Trying to get the Phi running under Ubuntu 12.04 LTS with kernel 3.5.0-26

As I reported in [1] I was able to get the Xeon Phi running on Ubuntu 11.10 with the 2.1.5889-14 mpss version and the latest available kernel for 11.10. After a complete crash of our cluster node we tried to use the chance to upgrade to 12.04 LTS with kernel 3.5 and I tried for two days to get the Phi running on this configuration.

The first thing when trying to follow my description in [1] is that the compilation in step 9

For compiling the kernel module go to /root/rpmbuild/SPECS. Here execute the command rpmbuild –bb intel-mic-kmod.spec. The sources are being compiled and a rpm-file is created. It is placed in /root/rpmbuild/RPMS/x86_64.

fails with several compile errors. This is caused due three changes in the linux kernel header files:

  1. The tty_driver structure has no field minor_num any more. It was removed because it was never used. The Intel software writes it at one position in linvcon.c but never reads this value. So I commented this writing out.
  2. The poll_table structure renamed her entry key to _key. So I changed this in all uses in the files miscif_api.c and miscif_nm.c.
  3. The SYSTEM_SUSPEND_DISK state was removed. It is only checked in micsif_nm.c and the only command that follows is a break. So I commented out those to lines.

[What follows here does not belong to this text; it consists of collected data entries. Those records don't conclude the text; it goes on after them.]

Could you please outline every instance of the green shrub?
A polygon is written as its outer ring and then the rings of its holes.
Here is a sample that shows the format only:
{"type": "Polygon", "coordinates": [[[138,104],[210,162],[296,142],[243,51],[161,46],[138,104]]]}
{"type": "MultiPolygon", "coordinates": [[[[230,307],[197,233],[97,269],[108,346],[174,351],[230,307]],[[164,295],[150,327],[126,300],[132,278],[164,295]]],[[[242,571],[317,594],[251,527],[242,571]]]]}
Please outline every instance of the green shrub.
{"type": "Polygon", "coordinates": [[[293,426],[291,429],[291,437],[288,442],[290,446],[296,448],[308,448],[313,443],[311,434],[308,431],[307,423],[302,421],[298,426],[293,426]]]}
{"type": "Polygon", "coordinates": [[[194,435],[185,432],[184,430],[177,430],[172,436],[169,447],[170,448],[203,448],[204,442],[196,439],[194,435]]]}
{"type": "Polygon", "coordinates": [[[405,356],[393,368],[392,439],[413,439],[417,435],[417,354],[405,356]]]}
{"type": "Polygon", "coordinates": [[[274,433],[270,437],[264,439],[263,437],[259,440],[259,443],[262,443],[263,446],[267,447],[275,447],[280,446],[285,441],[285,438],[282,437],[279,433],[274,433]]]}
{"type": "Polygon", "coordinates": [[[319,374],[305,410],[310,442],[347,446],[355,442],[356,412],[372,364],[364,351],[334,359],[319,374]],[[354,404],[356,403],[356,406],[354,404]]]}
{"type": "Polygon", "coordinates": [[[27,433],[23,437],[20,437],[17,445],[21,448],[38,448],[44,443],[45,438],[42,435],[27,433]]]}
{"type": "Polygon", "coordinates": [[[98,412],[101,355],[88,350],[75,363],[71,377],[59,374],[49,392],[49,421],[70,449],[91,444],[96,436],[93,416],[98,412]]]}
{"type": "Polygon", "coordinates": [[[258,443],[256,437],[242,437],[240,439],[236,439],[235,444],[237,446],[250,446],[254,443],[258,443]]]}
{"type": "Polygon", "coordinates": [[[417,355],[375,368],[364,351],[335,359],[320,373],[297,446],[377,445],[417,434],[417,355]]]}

So I extraced the driver code from the tar archiv to direction dirorg and copied these file to a new directory name dirpatch. There I applied the code changes described above. After that I created a second patch file with the diff command:
diff -uNr dirorg dirpatch > kernel35.patch
and added his execution/application to the spec file. I also changed the original spec file to remove the inherent error, that the name of the original first patch file there was wrong. The files are available in Kernel35 Patches. If you use this spec file to install the 2.1.5889-14 MPSS version on Ubuntu 11 as descripted in [1] you can skip step 7 from there and ignore the original patch (intel-mic-mpss21up1-kmodspecfile.patch) for the *.spec file.

With the kernel35.patch, the original intel-mic-mpss21up1-kmod-2.1.4982.patch  and the modified intel-mic-kmod.spec it was possible to compile the kmod kernel module and create the *.deb file following steps 8-10 from [1]. After finishing the installation process with this selfmade package, it is possible to get the status of the Phi via micctrl –status. It says ready and you can execute micctrl –initdefaults. The ssh keys are copied.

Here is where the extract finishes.